Anfang November letzten Jahres hat Greenpeace 25 unbequeme Fragen zur Herstellung ihrer Produkte an die 15 bekanntesten italienischen und französischen Luxus-Modemarken gerichtet.

Warum? Jeden Tag wird ein neues Stück Regenwald im Amazonas gerodet, um Platz zu schaffen für Rinderfarmen. Jeden Tag ein neues Stück Regenwald für die Produktion von Leder, um unsere Schuhe, Taschen und Gürtel herzustellen. Eine ähnliche Situation sehen wir in Indonesien, wo der Lebensraum der letzten Sumatra Tiger auf Kosten von billig produziertem Verpackungsmaterial zerstört wird. Zur selben Zeit werden von der Textilindustrie in China, Mexiko und anderen Regionen der Welt, gefährliche Chemikalien freigesetzt, die unsere wertvollen Wasserressourcen verschmutzen.

Diese gefährlichen Geschäftspraktiken gefährden unsere natürlichen Ressourcen und somit die Lebensgrundlage der Menschen. Jedes Unternehmen, das sich an der Zerstörung beteiligt, sollte für seine Taten zur Verantwortung gezogen werden. Aus diesem Grund hat Greenpeace bekannte Marken gefragt welche Schritte sie unternehmen, um sicherzustellen, dass ihre Produkte nicht zu Abholzung und/oder Wasserverschmutzung mit gefährlichen Chemikalien beitragen.
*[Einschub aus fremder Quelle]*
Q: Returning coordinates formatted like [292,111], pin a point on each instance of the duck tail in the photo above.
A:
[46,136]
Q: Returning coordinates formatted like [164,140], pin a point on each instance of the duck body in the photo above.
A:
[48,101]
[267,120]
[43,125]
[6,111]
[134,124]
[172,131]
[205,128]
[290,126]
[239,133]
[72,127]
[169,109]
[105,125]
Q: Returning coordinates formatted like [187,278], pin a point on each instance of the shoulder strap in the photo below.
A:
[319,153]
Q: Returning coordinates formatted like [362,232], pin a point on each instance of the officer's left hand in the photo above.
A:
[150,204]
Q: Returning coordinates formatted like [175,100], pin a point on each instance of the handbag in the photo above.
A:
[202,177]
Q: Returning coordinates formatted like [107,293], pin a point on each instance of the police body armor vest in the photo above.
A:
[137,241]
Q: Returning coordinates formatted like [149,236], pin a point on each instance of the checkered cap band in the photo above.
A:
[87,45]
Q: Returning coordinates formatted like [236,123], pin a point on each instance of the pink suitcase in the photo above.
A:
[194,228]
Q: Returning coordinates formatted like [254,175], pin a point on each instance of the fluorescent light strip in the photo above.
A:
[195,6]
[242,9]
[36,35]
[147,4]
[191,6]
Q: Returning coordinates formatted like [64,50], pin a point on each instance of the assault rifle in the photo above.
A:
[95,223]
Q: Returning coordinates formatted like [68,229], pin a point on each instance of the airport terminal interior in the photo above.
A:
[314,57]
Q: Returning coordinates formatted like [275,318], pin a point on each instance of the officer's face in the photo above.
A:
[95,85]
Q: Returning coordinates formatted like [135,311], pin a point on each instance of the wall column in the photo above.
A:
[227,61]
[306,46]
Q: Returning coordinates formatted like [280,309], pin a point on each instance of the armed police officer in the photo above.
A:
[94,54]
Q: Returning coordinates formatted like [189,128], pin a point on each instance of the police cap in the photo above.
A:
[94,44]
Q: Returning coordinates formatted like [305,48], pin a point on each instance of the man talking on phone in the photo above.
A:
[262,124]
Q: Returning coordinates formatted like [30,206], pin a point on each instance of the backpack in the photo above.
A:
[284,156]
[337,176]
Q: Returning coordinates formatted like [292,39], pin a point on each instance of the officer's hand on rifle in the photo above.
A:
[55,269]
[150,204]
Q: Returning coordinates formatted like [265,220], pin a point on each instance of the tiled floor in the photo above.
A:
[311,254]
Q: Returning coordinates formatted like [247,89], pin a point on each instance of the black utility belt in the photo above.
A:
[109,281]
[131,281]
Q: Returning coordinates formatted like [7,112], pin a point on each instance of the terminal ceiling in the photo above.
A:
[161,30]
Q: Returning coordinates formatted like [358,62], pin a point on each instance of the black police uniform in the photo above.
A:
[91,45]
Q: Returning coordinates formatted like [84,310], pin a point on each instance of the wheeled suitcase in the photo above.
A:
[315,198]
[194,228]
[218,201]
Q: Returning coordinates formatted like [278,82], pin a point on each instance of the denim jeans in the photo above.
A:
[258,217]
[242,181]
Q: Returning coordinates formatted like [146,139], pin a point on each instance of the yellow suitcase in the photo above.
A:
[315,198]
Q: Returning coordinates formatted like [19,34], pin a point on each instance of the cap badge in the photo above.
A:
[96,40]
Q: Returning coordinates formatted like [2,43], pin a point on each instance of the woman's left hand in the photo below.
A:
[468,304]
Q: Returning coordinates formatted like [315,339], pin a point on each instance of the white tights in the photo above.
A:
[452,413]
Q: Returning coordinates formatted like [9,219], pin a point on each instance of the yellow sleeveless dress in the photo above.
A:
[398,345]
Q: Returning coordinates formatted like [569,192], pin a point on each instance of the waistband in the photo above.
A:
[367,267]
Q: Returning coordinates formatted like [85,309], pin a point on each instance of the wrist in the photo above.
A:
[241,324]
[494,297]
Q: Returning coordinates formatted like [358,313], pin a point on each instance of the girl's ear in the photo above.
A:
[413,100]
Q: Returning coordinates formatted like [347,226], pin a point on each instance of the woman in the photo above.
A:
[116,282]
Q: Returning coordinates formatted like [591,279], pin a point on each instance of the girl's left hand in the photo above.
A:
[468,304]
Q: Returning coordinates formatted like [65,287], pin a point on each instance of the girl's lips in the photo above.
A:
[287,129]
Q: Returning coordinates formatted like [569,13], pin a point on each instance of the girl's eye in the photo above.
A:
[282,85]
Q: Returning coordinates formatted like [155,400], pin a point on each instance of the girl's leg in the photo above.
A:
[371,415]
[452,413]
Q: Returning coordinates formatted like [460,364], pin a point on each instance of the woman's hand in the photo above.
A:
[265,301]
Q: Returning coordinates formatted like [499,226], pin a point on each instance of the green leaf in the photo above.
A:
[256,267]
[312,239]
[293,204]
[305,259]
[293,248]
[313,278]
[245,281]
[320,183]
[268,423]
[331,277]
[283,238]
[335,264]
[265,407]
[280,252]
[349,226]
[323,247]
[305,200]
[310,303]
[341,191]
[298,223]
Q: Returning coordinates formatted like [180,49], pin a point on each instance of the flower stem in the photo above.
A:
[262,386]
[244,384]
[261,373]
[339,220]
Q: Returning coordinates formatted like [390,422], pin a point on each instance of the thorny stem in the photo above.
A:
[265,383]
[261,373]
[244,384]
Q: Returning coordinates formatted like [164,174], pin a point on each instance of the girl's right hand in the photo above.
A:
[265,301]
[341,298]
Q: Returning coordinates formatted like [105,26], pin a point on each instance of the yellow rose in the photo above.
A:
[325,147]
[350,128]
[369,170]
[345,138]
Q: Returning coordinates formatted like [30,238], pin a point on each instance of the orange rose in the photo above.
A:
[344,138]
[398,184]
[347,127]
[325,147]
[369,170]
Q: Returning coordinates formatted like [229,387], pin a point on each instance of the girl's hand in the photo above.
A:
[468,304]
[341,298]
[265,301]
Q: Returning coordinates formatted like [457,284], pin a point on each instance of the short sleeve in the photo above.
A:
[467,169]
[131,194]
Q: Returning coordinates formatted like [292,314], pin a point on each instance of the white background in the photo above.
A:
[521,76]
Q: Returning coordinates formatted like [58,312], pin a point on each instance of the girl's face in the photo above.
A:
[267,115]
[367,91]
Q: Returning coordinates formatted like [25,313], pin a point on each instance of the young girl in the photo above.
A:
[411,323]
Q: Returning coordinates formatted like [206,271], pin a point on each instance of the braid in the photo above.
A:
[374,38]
Große Modefirmen setzen leider keine Trends – bis auf wenige Ausnahmen

 

Wenn es um Mode geht, denken viele sofort an Marken wie Chanel, Prada und Dolce & Gabbana, die als wahre Trendsetter gesehen werden. Aber wenn wir einen Blick auf die Ergebnisse unserer Befragung www.thefashionduel.com werfen, wird schnell klar: Genau diese Trendsetter versagen, wenn es darum geht rasche und transparente Taten zu setzen, um die Freisetzung giftiger Chemikalien bei ihren Produkten und ihrer Lieferkette zu verbannen. Sie versagen auch, wenn es darum geht einen konkreten Plan auf den Tisch zu legen, um ein Ende der Abholzung durch Zulieferer zu gewährleisten.

Andere Marken, wie Salvatore Ferragamo und Louis Vuitton haben sich nur zu einer teilweisen Verpflichtung bekannt. Sie zeigen so einen Mangel an Bereitschaft, eine führende Rolle im Umweltschutz einzunehmen und enttäuschen damit eine steigende Anzahl an bewusst kaufenden Kunden, die sich Mode wünschen, zu der sie mit gutem Gewissen stehen können.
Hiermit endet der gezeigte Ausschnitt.